The effect of natural phenolic compounds on reducing oxidative stress

Oxidative stress is caused by oxidation-reduction dysregulation between free radicals and antioxidants, damaging cellular components. Research implicates this phenomenon in the pathophysiology of various diseases, notably cancer and neurodegenerative conditions, which are becoming more prevalent due to environmental pollutants and unhealthy lifestyle choices. Therefore, we aimed to identify a natural phenolic compound exhibiting potency in reducing oxidative stress. By investigating the antioxidant capacities of these phenolic compounds, this research contributes to our understanding of natural antioxidants and their potential applications in preventing and managing oxidative stress-mediated diseases. We used cyclic voltammetry, an electrochemical technique, to measure the oxidation potential of different compounds.
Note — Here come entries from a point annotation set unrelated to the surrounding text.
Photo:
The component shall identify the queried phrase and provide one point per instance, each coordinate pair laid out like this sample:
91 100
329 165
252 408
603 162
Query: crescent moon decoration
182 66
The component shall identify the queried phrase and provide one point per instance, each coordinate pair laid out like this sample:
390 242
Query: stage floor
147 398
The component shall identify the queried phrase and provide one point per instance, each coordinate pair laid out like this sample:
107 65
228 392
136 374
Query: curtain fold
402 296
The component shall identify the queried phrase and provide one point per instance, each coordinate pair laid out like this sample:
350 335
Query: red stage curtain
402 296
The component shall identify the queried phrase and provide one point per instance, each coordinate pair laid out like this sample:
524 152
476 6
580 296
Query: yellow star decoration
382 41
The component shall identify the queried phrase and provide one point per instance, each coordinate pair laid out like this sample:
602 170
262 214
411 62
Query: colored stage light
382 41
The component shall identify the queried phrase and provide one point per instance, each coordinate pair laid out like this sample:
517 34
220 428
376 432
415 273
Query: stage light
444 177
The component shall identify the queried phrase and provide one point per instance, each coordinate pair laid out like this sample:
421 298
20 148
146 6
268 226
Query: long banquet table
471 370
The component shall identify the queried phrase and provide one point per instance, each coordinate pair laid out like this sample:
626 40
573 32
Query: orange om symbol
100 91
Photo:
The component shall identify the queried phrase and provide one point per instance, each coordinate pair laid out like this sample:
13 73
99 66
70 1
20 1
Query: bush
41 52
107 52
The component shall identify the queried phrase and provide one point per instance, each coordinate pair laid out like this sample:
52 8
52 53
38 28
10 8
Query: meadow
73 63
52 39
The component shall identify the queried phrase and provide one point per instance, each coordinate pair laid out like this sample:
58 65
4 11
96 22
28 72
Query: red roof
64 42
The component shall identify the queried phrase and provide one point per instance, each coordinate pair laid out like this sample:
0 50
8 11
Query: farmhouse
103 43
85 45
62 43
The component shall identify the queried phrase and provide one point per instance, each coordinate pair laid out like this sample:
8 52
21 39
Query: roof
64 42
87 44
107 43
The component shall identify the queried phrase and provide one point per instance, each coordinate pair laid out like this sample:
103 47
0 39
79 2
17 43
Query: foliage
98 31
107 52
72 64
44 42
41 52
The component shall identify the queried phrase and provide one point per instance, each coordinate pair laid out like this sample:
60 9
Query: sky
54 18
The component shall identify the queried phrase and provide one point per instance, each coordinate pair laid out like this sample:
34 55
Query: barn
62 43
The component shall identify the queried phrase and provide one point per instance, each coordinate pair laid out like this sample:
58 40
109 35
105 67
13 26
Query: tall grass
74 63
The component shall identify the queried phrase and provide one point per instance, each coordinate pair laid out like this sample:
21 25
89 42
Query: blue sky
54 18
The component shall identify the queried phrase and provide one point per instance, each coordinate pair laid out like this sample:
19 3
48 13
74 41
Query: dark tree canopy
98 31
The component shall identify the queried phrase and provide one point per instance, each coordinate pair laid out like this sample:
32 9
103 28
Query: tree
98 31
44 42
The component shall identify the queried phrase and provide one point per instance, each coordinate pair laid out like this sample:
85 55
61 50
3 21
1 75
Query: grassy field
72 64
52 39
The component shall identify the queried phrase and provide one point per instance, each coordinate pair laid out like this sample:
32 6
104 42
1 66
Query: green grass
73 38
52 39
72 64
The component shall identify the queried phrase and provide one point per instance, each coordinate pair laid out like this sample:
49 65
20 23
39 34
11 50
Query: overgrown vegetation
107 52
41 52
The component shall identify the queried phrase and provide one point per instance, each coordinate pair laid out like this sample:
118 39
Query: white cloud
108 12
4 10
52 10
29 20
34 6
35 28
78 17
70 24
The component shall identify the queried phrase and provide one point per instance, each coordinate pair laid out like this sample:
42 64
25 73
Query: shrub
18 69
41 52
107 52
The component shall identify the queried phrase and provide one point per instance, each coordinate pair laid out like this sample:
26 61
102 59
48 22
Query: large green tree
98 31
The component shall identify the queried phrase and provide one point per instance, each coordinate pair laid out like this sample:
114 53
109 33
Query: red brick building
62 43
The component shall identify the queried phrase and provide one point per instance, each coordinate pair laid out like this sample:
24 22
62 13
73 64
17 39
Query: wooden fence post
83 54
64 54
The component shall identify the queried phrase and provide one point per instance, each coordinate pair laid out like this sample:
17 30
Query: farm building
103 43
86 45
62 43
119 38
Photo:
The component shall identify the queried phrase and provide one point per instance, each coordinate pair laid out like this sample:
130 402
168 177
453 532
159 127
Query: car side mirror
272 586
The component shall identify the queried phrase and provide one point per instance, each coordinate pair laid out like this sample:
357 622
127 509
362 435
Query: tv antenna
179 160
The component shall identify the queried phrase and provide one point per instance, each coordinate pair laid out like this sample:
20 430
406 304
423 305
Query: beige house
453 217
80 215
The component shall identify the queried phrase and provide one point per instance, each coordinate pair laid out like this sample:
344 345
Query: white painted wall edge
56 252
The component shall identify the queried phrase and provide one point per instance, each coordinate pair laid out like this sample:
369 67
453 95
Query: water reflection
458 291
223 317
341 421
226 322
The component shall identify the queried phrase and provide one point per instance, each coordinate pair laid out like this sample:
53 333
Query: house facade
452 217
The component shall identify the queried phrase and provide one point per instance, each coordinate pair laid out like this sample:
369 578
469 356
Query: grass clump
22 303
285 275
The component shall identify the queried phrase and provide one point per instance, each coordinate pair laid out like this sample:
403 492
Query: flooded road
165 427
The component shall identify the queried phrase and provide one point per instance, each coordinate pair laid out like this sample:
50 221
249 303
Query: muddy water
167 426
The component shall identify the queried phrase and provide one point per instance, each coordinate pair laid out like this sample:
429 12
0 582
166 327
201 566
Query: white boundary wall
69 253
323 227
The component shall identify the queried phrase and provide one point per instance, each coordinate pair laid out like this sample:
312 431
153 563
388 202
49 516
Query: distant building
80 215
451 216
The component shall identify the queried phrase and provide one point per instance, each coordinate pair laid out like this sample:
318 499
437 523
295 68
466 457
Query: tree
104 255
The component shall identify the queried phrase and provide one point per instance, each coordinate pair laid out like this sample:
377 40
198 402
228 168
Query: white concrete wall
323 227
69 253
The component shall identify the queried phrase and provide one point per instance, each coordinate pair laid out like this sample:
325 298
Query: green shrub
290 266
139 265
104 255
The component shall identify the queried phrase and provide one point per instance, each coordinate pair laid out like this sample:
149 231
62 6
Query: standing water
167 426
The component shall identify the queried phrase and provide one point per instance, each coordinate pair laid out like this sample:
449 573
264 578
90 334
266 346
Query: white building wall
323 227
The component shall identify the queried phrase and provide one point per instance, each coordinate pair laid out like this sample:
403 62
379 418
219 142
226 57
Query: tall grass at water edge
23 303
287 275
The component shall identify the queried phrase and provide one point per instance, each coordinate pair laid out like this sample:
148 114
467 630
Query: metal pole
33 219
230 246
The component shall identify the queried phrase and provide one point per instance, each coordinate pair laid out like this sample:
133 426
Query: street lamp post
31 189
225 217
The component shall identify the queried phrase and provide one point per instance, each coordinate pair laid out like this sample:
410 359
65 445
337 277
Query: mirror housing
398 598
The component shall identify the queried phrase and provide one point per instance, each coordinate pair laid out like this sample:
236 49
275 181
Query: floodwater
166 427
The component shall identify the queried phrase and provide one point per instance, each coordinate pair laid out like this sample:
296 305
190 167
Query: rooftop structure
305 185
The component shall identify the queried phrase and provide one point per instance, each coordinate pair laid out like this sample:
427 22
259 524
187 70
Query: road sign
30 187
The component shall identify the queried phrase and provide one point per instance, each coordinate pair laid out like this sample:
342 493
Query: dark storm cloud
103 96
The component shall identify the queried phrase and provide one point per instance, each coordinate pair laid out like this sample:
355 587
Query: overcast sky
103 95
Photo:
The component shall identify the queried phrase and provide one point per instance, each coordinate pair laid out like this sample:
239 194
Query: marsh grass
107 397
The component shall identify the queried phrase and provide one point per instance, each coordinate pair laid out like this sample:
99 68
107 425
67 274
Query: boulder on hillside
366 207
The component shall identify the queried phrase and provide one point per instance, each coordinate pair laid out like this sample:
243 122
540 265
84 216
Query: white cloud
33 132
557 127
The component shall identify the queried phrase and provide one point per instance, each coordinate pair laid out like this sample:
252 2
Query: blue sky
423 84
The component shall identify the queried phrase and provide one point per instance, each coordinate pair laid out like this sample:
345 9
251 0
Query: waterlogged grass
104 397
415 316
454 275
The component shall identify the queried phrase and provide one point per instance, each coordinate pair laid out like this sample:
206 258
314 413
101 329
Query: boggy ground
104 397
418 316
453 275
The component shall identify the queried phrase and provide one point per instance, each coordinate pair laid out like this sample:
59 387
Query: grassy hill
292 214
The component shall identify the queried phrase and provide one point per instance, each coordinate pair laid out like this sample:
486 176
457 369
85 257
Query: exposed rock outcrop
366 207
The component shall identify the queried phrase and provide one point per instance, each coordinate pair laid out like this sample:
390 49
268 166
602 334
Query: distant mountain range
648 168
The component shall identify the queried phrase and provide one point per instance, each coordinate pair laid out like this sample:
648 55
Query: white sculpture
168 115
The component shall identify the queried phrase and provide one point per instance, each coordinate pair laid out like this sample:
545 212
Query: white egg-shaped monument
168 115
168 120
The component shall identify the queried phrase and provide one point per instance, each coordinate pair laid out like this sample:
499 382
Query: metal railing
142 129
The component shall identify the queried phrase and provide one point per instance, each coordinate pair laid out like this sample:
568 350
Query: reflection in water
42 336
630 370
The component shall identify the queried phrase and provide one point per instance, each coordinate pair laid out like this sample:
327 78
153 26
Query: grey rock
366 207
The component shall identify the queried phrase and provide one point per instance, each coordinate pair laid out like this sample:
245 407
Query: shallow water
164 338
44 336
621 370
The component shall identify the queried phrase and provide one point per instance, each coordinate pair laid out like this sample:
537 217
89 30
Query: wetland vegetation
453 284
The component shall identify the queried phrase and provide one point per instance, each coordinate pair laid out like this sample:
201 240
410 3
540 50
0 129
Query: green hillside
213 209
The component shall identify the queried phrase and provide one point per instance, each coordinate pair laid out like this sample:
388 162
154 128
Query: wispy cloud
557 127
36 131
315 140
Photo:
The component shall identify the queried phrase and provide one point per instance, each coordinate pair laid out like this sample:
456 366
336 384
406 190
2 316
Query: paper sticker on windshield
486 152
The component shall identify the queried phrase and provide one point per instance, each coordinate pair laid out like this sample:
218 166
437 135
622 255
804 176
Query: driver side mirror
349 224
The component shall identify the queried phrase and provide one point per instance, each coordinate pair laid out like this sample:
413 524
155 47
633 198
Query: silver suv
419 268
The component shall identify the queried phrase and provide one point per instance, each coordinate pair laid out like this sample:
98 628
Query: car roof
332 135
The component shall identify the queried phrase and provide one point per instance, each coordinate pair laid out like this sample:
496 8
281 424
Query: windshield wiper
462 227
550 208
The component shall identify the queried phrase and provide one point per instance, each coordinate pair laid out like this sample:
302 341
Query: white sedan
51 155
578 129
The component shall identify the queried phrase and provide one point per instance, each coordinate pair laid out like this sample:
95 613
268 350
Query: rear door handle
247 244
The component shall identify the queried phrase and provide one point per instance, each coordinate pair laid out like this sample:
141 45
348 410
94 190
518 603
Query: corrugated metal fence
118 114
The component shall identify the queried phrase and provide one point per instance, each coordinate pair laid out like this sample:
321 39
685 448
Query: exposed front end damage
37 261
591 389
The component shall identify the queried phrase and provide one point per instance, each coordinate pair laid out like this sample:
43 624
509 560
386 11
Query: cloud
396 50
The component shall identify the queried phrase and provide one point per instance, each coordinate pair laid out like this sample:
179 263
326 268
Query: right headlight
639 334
We hypothesized that curcumin would exhibit the smallest oxidation potential compared to cinnamic acid, epigallocatechin gallate (EGCG), and resveratrol, due to its extensive conjugation system and electron-donating functional groups that facilitate electron delocalization. We found that EGCG was the easiest to oxidize and most effective in alleviating oxidative stress, followed in decreasing effectiveness by cinnamic acid, resveratrol, and curcumin. Our findings did not support our hypothesis, as curcumin exhibited the highest oxidation potential among the tested compounds. This contrasts with the predicted outcome based on its structural features. The results highlight the importance of molecular structure in determining the antioxidant effectiveness and suggest that EGCG may be a more promising candidate for reducing oxidative stress than other commonly studied phenolic compounds.